Arrange *everything* in the order they ask for (you will, hopefully, see directions for the correct ordering of documents pasted on the consulate building), be sure you have copies of *everything*, and, if you want the consulate to mail your passport back to you, bring a self-addressed and stamped envelope. If you are missing one document, the consulate will turn you away. If your documents are out of order, they will tell you to put them in order before coming back to the window (if your consulate doesn't take appointments) and it's a toss-up as to whether they'll let you jump to the head of the line or tell you to wait at the back. DON'T provide too many documents (for example, copies of your affidavit of health insurance, plane reservations, etc., but have them handy, in case, because the consulate has the right to demand more documents than they ask for on their website) because the people working at the consulate have to go through lots of documents in a very short time and it irritates them to have to sift through stuff for you. DO be exceedingly polite. DON'T arrive at the consulate late if your consulate does not give appointments. DO make sure the dates on your financial documents are clearly visible and recent.

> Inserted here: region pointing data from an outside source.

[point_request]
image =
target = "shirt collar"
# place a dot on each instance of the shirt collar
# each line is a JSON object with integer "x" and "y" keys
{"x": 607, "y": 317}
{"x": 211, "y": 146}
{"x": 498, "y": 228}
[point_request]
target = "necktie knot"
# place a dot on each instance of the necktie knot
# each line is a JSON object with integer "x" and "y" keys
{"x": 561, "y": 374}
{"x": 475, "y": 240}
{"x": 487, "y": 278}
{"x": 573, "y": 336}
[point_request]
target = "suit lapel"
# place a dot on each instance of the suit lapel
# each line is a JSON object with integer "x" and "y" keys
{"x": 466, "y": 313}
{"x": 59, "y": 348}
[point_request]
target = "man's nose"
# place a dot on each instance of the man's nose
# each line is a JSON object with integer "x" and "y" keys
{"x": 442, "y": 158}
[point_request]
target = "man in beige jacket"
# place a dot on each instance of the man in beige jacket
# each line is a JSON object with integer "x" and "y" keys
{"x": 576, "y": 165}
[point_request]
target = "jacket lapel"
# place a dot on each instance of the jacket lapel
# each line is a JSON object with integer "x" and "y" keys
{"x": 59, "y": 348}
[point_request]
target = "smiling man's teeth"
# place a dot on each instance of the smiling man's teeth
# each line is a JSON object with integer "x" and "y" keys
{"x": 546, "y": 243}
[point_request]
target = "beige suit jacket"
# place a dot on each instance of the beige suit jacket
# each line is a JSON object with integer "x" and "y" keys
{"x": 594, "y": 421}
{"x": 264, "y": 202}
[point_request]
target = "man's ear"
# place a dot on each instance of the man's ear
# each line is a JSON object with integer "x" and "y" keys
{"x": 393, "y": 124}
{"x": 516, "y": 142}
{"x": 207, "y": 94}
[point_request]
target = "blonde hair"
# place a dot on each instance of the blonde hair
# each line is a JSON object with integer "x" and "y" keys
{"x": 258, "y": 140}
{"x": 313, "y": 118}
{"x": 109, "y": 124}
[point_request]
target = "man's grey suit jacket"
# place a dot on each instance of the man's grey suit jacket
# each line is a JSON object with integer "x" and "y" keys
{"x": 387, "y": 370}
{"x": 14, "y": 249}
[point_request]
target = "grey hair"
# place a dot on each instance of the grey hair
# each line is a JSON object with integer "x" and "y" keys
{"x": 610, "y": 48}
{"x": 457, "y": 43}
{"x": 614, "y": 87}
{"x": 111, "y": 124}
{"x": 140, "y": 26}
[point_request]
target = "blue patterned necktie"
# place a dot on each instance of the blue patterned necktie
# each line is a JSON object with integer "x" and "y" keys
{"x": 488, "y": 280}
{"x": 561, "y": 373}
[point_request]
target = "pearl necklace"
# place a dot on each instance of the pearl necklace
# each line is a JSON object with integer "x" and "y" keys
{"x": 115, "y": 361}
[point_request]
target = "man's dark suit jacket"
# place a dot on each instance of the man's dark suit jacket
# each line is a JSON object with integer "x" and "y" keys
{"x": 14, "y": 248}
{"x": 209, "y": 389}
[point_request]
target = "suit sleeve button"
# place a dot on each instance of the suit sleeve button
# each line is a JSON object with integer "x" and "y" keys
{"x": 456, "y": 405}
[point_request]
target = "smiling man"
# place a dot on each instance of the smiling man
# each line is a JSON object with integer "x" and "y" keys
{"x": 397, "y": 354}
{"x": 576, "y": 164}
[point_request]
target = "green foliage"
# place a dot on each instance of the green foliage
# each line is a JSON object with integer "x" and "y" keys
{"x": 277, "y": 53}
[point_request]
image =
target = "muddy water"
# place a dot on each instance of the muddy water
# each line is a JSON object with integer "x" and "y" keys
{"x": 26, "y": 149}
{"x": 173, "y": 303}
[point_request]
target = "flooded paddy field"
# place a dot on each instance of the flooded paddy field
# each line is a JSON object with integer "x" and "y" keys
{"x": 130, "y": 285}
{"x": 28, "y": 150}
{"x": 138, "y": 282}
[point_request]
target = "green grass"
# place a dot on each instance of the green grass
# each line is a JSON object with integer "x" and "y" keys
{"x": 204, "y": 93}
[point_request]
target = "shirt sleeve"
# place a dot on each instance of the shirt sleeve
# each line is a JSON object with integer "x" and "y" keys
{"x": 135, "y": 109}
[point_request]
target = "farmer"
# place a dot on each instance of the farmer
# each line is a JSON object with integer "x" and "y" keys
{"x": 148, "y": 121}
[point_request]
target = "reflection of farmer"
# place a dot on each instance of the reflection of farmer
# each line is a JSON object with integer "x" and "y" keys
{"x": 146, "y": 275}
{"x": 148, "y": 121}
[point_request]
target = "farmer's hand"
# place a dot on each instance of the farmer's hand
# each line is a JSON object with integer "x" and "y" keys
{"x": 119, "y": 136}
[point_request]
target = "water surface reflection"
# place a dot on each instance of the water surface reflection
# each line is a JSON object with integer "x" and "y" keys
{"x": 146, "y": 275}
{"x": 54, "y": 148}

Hopefully, the consulate workers will like you and accept your application for a visa and everything will be smooth sailing for you! If not, try again, and again, and again.

This is information based off of my own recent experience as of 2009 - my experience was a horrible, horrible one, but I got it done in 8 months. Apparently, the norm for completing this process is more like 12 to 18 months.

*Your bishop may not need this. Mine did, however, request a recommendation from my pastor so if you want to speed things up, this can help.
** Check with your local consulate - the documents required VARY from consulate to consulate.
*** Again, this varies from consulate to consulate.
**** My consulate threw this out, along with the letters from my financial institutions. "What IS this!?!?!" the consulate worker asked. Le sigh. But it's best to bring, just in case, because some consulates do like 'em, maybe.